Мизинца на ноге Костя лишился во время плотничьих работ по починке крыльца, ведущего в Володькины хоромы. Глухой что-то тяпал топором, а Костя сидел рядом, болтая ногами, как вдруг загляделся на бабочку, отвернулся от Володьки, перестал болтать ногами, а тут — хрясь. Опять всплеск боли, от которой выскакивает сердце из груди, а в голове и в глазах всё темнеет после вспышки зелёной молнии. На этот раз Косте стало дурно и он не сразу побежал к бабушке и приковылял домой только вечером, перевязанный собственноручно Володькой. Тот делал сокрушённое лицо, что-то блеял, а филинские зелёные с желтизной глаза его неподвижно и сухо глядели в бледное от страдания лицо Кости. Бабушке Костя ничего не сказал, а та сослепу не разглядела, чего это внук как пришитый дома сидит. Когда вставать на ногу стало не очень больно, Костя потихоньку пошёл со двора, но не к Володьке, а так — по деревне, на речку, в малинник. Большое было раньше село Удово, весёлое, в 120 дворов. Бабка рассказывала, что девок и ребят жило здесь немерено. На праздниках да на гулянках хороводы у костров затевали в трёх концах села.
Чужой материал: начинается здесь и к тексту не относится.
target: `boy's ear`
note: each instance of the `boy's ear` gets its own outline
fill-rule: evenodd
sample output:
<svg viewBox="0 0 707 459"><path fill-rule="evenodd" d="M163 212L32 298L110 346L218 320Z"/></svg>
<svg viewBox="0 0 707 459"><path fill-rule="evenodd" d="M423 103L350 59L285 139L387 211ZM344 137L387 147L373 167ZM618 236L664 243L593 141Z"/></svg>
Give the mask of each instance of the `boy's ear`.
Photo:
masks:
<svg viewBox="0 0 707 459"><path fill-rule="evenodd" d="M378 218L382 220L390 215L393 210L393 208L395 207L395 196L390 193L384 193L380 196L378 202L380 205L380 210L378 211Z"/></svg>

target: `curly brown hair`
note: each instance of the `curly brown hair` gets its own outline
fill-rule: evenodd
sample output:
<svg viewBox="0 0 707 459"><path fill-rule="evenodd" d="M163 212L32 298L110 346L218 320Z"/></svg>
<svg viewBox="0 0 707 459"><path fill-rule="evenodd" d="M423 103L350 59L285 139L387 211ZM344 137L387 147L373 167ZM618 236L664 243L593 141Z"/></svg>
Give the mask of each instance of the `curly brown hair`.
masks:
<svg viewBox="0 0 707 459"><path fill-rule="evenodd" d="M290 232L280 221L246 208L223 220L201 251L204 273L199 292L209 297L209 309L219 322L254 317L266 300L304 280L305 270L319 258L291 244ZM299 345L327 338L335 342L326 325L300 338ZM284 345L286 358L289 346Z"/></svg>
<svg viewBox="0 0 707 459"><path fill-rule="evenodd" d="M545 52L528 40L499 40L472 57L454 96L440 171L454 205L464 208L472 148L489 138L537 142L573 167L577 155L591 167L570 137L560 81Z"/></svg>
Колокола на церковной колокольне за семь вёрст слыхать было, теперь заместо церкви бугорок земли с воткнутым в неё ржавым крестом, что на куполе раньше торчал. «Большевики проклятые», — говорила бабка, и Костя тоже невзлюбил их за все содеянные ими гадости. А натворили они их предостаточно. Церковь сожгли. Сожгли и поповский красивый дом с пасекой и метеорологическими приспособлениями, а книгами из поповской библиотеки всё село долго ещё печи разжигало да покрывало крынки с молоком. Пахать да сеять скоро все разучились, а промышляли воровством да рыбной ловлей. Скоро самых работящих стали угонять куда-то аж за Сибирь, а молодёжь вся по городам разбежалась. Поля заросли, озеро заилилось, дороги, разбитые единственным на селе трактором, размыли дожди. Мельницу уже немцы подорвали, и от когда-то богатого и зажиточного места на земле осталось семь дворов старых баб да двое мужиков — Володька и Костя.

На другой день гулять одному стало совсем невтерпёж, а тут на речке Володька с сетью появился.

Подошёл помочь ему сеть подержать, а домой к глухому уже вместе возвращались. Костю всё занимала мысль: как это случайность такая вышла, что два раза его глухой обстрогал. «Случайность или нет», — думал Костя и однажды, когда Володька резал огромным ножом хлеб за столом, как бы невзначай стал водить указательным пальцем четырёхпалой руки по корке хлеба, которую резал глухой, а сам глядел тому в лицо. И за мгновенье до того как вновь ослепнуть и оглохнуть от боли, он заметил, что глаза глухого сверкнули, как кошачьи в темноте, а лицо озарилось дикой и одновременно радостной улыбкой. Лишению третьего пальца Костя уже не придал большого физиологического значения, но безнравственное поведение глухого его возмутило. И по прошествии очередного срока выздоровления он пошёл объясняться. Володька опять делал несчастное лицо, мычал и блеял, а на все Костины укоры разводил руками и открывал банку за банкой разных варений, громоздившихся по полкам без счёта. Костя был покладистый мальчик и скоро перестал ругаться, но решил держать ухо востро и пальцы больше не подставлять. Так прошла половина лета, когда надвинулись тучи. Глухой явно охладел к Косте, гнал его со своего двора, а когда возмущённый его поведением Костя вопросил прямо, что происходит, тот сделал умильное лицо и показал палец, по которому провёл ребром ладони другой руки, словно отрезав его. Сначала Костя не понял, а потом, получив подтверждение в странной и жестокой прихоти глухого, в испуге убежал. Но не надолго. Дня через три он пришёл снова, и снова глухой торговал Костин палец, а взамен предлагал дружбу и латунные гильзы охотничьих патронов. Костя крепился недолго. Жизнь без дружбы представлялась пресной и никчёмной, а к боли он уже как будто привык. Добровольное отсечение пальца отличалось от «случайного». Глухой гладил мальчика по голове, потом долго осматривал средний палец на левой руке и, приложив его к ступеньке крыльца, несколько раз примерялся небольшим и острым плотничьим топориком. Костя закрывал глаза, стискивал гильзу в правой руке, вновь открывал глаза и, видя счастливое лицо глухого, убеждался, что жертва не напрасна. К тому же Володька дал ему стакан самогона и приказал выдуть одним махом. Самогон не крепкий, но у Кости глаза полезли на лоб и, пока они ещё лезли, глухой хватил топором. Боль на этот раз обожгла не столь сильно, как прежде, но зато после рука болела дольше. Глухой старательно ухаживал за Костей и угождал малейшим его желаниям.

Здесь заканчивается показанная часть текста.